A new Judicial Appointments Commission was one of the key proposals in the society's submission on judge selection procedure to the Home Affairs Select Committee last week.
The commission would produce more objective appointments and oversee a formalised procedure for dealing with complaints about judges.
Other recommendations include more flexible arrangements for part-time sitting when lawyers are preparing for a judicial career and the introduction of measures to reduce the average age of judges.
Charles Elly, Law Society president, said the system should try to persuade people from a more diverse range of backgrounds on to the bench.
"Without reforms on those lines, it will take far too long before the make-up of our judiciary is more representative of the legal profession from which it is drawn."
The submission criticised the present system as biased towards those from the "standard background for judges" and against solicitors, women and members of ethnic minorities.

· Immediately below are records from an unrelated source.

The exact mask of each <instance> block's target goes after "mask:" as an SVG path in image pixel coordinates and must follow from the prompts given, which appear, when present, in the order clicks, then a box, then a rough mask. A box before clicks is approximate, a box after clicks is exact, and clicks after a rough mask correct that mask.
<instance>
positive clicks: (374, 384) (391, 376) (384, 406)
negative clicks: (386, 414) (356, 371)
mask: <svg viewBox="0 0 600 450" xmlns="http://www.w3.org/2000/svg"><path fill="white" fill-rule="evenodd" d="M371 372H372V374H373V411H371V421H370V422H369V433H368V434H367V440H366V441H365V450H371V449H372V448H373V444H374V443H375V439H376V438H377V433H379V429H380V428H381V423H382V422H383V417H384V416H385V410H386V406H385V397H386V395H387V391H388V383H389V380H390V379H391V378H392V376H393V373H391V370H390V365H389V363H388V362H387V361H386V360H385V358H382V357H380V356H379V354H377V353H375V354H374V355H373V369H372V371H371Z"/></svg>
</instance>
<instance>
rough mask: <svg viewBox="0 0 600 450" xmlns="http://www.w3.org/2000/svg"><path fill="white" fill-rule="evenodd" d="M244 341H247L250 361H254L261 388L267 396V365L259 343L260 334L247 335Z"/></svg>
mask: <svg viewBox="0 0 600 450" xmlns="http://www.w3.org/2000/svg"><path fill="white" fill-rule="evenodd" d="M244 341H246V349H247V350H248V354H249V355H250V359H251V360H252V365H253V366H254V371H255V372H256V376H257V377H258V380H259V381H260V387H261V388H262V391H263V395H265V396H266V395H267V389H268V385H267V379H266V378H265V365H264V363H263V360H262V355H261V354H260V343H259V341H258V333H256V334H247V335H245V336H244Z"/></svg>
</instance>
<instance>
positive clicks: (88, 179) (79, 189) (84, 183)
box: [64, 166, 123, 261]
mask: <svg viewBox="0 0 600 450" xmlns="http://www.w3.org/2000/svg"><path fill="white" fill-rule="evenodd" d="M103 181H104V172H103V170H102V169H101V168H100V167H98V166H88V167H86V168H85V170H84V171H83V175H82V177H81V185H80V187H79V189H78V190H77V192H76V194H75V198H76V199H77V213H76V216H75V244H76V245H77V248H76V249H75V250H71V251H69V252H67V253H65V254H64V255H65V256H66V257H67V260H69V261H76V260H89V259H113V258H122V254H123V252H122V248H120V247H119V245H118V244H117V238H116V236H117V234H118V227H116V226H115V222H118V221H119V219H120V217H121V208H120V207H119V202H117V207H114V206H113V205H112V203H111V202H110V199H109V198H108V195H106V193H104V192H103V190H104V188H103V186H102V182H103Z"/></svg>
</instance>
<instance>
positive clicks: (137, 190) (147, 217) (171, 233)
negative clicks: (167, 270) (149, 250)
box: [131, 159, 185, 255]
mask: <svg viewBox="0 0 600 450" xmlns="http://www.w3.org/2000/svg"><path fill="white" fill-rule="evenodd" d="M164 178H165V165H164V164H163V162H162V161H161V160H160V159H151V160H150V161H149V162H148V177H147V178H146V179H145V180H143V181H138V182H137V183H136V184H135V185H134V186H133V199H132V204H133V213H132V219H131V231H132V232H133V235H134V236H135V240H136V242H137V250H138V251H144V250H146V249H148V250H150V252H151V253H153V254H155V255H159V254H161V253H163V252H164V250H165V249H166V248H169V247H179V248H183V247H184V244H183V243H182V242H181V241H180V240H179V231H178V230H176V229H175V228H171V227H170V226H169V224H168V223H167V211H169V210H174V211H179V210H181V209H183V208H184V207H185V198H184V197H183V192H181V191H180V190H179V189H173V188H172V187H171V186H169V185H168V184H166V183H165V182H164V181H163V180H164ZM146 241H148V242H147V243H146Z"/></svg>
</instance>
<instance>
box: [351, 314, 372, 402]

It says the new commission should have an executive rather than advisory role, would loosen ministerial control over appointments, limit the influence of sitting judges in recruiting new ones and help formalise criteria and methods of selection.
Although the society has ruled out a career judiciary, it says it wants judges to begin their careers earlier and suggests five years as an assistant recorder, allowing candidates to reach the bench by 40.
Solicitors who want to be judges would benefit from sitting part-time in concentrated periods, rather than for small infrequent spells, which disrupts the running of multi-partner practices.